KHRC and MUHURI are concerned that Safaricom PLC is alleged to have, for years, given security agents virtually unfettered access to its customers’ data, assisting in the tracking and capture of suspects, despite Kenyan security forces’ reputation for using unlawful tactics, including enforced disappearances, renditions, and extrajudicial killings of suspects.

An investigation conducted by Namir Shabibi, Claire Lauterbach, and Kenya’s Daily Nation newspaper, published on October 29, 2024, revealed criminal and unconstitutional practices Safaricom PLC is alleged to have engaged in for several years.

Although Safaricom PLC attempted to address these malfeasances in a public statement released on October 31, 2024, we recognize that this statement:

  1. Conveniently ignored to respond to key findings presented in the investigation.

As a result of the telco’s selective response to grave human rights violations captured in the  investigation, KHRC and MUHURI urge Safaricom PLC to adequately and comprehensively address the following disturbing allegations:

  1. That, when presented with a court order authorizing the release of call data records (CDRs) that could implicate Kenyan security forces in crimes of murder or enforced disappearance, Safaricom PLC routinely passes responsibility for extraction and handling of that data to police attached to its Law Enforcement Liaison Office. This poses a serious conflict of interest by offering officers of the accused security forces an opportunity to handle the data and conceal evidence of state crime, as well as the fate of the victim.
  2. That Safaricom PLC released CDRs it certified as authentic, despite bearing signs of manipulation and falsification. Safaricom PLC released these records in response to court orders arising from legal cases involving suspected state-enforced disappearances.
  3. That Safaricom PLC failed to hand over data potentially vital to the investigation of state crime in Kenya, by habitually declining to provide full CDRs despite court orders to do so. In doing so, Safaricom PLC may have frustrated the course of justice.
  4. That Safaricom PLC allowed security agencies routine access to consumer data (including but not limited to CDRs and other location data) without a court order, assisting in the tracking and capturing suspects. This is despite Kenyan security forces’ reputation for using unlawful tactics, including enforced disappearances, renditions, and extrajudicial killings of suspects.
  5. That Safaricom PLC retained ‘old’ consumer data it claimed had been deleted, including data that could potentially aid the investigation of state crime. In doing so, Safaricom PLC may have frustrated the course of justice.
  6. That Safaricom PLC, in concert with Neural Technologies Limited, developed software granting security agencies in Kenya virtually unfettered access to private consumer data, which assisted in the tracking and capture of suspects in operations, despite Kenyan security forces’ reputation for conducting enforced disappearances, renditions, and extrajudicial killings of suspects.
  7. That, in concert with Neural Technologies Limited, police attached to Safaricom PLC used such software to predictively and preemptively profile Kenyan citizens, which would constitute invasive breaches of customers’ private data rights.

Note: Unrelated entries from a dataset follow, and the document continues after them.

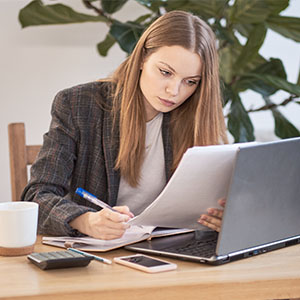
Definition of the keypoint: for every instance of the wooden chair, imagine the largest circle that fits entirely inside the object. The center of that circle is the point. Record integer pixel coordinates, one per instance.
(20, 155)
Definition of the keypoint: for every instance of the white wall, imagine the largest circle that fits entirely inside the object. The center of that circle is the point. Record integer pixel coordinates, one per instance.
(36, 62)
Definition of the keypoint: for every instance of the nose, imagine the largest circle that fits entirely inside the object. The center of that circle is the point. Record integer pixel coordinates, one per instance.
(173, 87)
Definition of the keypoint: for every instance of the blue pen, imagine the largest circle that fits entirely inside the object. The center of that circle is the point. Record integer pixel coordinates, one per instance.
(88, 196)
(102, 259)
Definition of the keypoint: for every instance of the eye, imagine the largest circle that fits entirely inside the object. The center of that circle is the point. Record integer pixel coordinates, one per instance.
(164, 72)
(191, 82)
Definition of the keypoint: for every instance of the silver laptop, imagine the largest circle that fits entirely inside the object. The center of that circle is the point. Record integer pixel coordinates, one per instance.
(261, 214)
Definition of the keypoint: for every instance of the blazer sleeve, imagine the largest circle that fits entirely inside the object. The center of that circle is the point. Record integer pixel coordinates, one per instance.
(51, 174)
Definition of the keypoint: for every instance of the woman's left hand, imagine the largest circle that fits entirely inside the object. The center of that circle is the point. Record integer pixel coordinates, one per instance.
(213, 218)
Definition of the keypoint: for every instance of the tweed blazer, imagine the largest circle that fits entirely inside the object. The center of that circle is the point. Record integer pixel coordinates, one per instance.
(79, 150)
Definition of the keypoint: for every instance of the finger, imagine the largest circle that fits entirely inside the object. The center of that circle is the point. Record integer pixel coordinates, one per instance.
(210, 225)
(215, 212)
(211, 222)
(124, 210)
(116, 216)
(109, 234)
(222, 202)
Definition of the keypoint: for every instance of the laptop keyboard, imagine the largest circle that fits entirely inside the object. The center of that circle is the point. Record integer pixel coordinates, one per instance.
(195, 247)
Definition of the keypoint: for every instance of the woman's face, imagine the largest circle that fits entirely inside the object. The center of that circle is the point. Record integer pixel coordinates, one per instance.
(168, 78)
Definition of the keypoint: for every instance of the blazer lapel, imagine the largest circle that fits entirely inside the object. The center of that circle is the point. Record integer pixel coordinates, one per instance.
(111, 148)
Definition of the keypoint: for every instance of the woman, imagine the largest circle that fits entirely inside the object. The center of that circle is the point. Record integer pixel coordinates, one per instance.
(122, 138)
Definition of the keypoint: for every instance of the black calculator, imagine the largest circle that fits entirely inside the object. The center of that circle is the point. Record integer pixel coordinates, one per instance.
(59, 259)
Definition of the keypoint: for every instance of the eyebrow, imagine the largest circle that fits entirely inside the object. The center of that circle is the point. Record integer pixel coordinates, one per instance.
(167, 65)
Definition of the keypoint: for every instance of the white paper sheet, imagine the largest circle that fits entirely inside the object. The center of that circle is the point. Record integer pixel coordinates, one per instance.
(202, 177)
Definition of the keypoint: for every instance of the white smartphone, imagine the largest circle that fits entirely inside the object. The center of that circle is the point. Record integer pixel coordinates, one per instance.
(145, 263)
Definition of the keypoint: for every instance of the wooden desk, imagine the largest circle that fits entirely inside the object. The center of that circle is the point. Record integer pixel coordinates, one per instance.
(275, 275)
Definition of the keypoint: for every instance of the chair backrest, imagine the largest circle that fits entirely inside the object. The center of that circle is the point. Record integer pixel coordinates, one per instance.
(20, 155)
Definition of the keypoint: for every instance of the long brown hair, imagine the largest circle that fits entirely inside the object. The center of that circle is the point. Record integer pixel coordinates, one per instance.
(198, 121)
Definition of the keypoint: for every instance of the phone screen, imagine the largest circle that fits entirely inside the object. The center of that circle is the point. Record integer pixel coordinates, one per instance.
(145, 261)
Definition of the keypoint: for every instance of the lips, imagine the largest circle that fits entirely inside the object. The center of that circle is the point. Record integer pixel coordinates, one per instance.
(166, 102)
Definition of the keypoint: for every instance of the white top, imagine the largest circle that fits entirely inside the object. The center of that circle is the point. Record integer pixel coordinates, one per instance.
(153, 177)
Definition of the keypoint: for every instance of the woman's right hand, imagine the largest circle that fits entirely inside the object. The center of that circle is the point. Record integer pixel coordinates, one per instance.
(104, 224)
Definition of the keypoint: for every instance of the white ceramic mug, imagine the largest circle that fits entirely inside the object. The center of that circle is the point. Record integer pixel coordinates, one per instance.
(18, 227)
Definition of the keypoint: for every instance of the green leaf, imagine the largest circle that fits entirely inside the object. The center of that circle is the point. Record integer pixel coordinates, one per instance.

The alleged weighty and disturbing issues highlighted above make Safaricom PLC potentially liable for violating Chapter 4, Part 2, Sections 26, 27, 28, 29, 31, 37, 46, 47, 48, 49, 50, and 51 of the Constitution of Kenya, and Part 4, Sections 25, 26, 27, 28, and 29 of the Data Protection Act, 2019.

KHRC and MUHURI urge you to address the substance of the allegations with haste and clarify what steps Safaricom PLC will take to ensure that its data is not used unlawfully, whether by Safaricom staff, Kenyan security forces, or any other third party.

KHRC and MUHURI await Safaricom PLC's response within seven days of this correspondence.